資金繰り表の作り方・無料テンプレート配布|銀行提出にも強い完全ガイド

「黒字なのに、なぜか現金がない…」そんな危険な状況を回避し、会社の未来を守る武器が『資金繰り表』です。この記事を読めば、経理の知識がない方でも、テンプレートを使って「未来のお金の地図」をわずか5ステップで作成可能です。銀行交渉やコスト削減など、具体的な経営判断に活かす方法まで、実践的なノウハウを凝縮しました。まずはこの記事で、資金繰り管理の第一歩を踏み出しましょう。

目次

資金繰り表とは?経営を守る「早期警報システム」

まずは資金繰り表がどのようなもので、なぜ経営に不可欠なのかを再確認しましょう。

なぜ資金繰り表が必要なのか?

資金繰り表の最大の目的は「未来の資金ショート(現金不足)を予測し、防ぐこと」です。
 
会社の利益(売上-経費)と、手元にある現金(資金)の動きは必ずしも一致しません。商品を掛売りすれば売上は計上されますが、入金は数ヶ月先ということもあります。その間にも仕入代金や人件費の支払いは発生し、このズレが「黒字なのに現金がない」という危険な状況を生み出します。
 
資金繰り表は、今後の現金の出入りを可視化するためのツールです。これがあれば、「〇ヶ月後に資金が厳しくなりそうだ」といった危険を早期に察知し、先手を打って対策を講じることが可能になります。

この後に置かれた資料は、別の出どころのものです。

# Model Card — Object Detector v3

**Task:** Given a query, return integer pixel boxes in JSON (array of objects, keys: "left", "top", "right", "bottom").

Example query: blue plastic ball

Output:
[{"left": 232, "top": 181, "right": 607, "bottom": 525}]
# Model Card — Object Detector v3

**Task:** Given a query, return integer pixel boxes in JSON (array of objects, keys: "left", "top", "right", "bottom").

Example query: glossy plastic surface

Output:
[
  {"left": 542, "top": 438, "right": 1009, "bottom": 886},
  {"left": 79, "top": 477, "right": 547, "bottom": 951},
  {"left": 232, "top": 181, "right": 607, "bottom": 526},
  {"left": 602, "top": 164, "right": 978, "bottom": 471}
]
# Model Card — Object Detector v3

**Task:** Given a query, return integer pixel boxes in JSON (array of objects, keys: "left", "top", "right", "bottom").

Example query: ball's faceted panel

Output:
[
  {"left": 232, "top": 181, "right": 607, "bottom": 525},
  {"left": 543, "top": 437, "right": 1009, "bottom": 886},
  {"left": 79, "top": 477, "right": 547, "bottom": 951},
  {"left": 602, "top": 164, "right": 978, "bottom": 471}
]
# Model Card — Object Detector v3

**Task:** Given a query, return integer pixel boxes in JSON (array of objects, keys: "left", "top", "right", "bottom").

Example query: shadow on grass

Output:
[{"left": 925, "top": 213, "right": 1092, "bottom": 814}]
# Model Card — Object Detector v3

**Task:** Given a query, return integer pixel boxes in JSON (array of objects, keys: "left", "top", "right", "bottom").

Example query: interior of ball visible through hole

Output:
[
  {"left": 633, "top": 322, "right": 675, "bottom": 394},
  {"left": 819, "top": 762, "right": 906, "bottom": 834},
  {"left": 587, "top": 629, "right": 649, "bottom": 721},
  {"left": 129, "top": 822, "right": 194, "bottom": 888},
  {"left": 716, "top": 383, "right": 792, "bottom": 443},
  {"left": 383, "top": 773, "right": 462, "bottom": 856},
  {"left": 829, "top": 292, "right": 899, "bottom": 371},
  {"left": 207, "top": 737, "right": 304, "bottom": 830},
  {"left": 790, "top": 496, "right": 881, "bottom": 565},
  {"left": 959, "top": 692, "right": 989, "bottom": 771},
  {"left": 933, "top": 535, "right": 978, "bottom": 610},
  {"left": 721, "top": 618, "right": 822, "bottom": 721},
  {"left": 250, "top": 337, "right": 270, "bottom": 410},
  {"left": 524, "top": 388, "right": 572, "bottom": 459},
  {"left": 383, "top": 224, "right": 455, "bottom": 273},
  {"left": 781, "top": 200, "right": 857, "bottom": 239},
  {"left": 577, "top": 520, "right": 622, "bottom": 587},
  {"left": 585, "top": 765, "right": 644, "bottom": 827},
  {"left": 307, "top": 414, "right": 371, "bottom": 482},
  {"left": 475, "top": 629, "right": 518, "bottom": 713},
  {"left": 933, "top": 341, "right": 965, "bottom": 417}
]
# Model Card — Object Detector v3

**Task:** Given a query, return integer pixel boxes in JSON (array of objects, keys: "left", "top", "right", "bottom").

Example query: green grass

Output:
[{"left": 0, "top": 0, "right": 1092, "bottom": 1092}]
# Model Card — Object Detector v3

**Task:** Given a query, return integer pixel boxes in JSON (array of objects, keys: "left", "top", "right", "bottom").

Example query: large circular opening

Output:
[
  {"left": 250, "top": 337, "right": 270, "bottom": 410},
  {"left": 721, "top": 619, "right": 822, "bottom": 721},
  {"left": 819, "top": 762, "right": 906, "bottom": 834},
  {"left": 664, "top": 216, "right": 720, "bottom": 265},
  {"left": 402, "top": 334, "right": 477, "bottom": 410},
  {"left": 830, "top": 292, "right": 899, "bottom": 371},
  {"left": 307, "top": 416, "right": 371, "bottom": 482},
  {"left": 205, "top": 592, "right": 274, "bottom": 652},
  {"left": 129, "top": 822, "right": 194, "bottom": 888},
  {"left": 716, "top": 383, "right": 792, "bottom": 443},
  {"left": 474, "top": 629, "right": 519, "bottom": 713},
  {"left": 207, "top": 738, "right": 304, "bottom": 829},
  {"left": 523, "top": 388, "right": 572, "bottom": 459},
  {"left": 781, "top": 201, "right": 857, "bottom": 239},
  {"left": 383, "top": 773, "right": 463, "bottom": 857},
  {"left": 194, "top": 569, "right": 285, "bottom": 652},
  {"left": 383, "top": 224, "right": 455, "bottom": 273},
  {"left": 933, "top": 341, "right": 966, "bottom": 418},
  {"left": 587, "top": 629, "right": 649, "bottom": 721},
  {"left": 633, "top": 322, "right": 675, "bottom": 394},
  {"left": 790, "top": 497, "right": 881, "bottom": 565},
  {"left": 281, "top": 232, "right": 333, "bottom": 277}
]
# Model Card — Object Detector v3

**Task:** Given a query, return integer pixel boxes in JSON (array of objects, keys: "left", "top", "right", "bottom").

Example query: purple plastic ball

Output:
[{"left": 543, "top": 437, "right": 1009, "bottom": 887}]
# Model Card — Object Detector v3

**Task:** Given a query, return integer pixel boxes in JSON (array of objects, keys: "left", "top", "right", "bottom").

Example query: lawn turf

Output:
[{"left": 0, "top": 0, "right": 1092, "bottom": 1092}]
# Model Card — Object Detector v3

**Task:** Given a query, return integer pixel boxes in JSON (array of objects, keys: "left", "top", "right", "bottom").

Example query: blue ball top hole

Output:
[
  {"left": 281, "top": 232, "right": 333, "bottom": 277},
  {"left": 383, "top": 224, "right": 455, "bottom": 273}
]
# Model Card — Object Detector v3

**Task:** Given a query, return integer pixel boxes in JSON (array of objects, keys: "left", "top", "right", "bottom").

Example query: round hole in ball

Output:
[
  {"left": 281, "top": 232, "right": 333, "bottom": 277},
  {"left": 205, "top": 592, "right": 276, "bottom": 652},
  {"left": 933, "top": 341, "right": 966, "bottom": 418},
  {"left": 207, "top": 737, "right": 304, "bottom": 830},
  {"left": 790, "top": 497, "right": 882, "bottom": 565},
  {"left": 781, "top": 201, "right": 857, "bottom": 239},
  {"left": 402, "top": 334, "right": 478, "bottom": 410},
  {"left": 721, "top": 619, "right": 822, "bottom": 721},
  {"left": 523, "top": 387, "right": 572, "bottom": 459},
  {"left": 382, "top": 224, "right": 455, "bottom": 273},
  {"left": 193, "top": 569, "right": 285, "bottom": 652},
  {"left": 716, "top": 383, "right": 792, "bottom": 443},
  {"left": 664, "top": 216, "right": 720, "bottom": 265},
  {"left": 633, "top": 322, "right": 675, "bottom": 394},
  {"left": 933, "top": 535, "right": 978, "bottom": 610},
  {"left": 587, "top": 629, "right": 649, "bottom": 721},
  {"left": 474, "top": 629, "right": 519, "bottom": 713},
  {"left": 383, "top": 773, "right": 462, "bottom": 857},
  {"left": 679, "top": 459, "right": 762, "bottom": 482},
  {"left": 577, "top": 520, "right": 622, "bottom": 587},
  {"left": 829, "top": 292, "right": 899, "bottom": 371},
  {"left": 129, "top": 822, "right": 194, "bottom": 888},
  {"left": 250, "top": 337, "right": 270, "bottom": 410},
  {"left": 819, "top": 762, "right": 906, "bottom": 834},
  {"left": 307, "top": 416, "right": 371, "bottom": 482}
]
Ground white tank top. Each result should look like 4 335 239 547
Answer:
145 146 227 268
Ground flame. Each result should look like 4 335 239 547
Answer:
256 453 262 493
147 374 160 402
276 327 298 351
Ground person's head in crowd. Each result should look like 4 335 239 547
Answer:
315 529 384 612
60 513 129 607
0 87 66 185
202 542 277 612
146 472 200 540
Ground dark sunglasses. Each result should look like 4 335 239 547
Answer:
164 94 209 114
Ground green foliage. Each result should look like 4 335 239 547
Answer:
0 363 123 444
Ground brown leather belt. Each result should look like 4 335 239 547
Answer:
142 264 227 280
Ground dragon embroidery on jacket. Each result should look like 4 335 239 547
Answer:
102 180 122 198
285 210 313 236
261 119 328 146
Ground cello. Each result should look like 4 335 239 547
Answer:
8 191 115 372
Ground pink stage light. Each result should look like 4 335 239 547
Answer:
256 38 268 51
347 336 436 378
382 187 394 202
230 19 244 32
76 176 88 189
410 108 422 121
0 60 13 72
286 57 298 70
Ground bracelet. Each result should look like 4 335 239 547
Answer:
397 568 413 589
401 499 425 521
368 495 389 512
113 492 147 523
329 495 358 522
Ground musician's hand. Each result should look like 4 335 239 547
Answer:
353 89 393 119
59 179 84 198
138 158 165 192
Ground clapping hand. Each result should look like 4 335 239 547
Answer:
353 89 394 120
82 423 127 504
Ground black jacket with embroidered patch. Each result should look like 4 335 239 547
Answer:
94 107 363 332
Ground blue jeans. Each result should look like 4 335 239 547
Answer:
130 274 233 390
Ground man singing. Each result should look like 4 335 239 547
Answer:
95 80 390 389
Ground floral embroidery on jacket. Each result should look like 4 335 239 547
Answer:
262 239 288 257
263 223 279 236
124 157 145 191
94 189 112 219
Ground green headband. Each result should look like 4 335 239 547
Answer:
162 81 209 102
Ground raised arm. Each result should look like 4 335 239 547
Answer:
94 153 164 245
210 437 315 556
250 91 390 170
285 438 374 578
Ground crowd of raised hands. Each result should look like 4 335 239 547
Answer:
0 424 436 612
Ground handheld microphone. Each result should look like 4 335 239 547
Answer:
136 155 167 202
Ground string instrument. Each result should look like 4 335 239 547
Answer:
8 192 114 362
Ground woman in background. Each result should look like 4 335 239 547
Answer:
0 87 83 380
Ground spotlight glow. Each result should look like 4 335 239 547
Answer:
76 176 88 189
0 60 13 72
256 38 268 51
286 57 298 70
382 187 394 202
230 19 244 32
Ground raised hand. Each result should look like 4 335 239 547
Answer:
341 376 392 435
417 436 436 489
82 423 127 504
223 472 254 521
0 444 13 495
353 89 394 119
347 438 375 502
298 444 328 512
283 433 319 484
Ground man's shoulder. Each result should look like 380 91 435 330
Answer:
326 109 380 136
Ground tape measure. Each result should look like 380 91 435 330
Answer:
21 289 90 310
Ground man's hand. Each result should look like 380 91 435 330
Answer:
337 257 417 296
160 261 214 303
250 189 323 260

銀行はどちらをどのように見る?資金繰り表とキャッシュフロー計算書の役割分担

資金繰り表とキャッシュフロー計算書は、特に銀行から融資を受ける際に、セットで重要な役割を果たします。銀行側がそれぞれの書類から何を読み取ろうとしているのか、その視点を理解しておきましょう。
 
※なお、キャッシュフロー計算書の作成は中小企業にとって法的義務ではありませんが、銀行融資や外部向け資料として任意で作成されることが一般的です。

  • 資金繰り表 = 「未来の返済計画書」
     
    銀行が最も知りたいのは、「貸したお金が、計画通りに返ってくるか」です。資金繰り表は、今後の売上入金や経費支出の予測に基づき、「どのようにお金を生み出し、返済原資を確保していくのか」という未来の返済能力を証明するための、具体的な計画書として機能します。
  • キャッシュフロー計算書 = 「過去の財務体質の健康診断書」
     
    一方、キャッシュフロー計算書は、過去の資金の流れを示します。銀行は特に「営業キャッシュフロー(本業で稼いだ現金)」に注目し、「この会社は継続的に本業でキャッシュを生み出す力があるか」という過去の実績と収益性を判断します。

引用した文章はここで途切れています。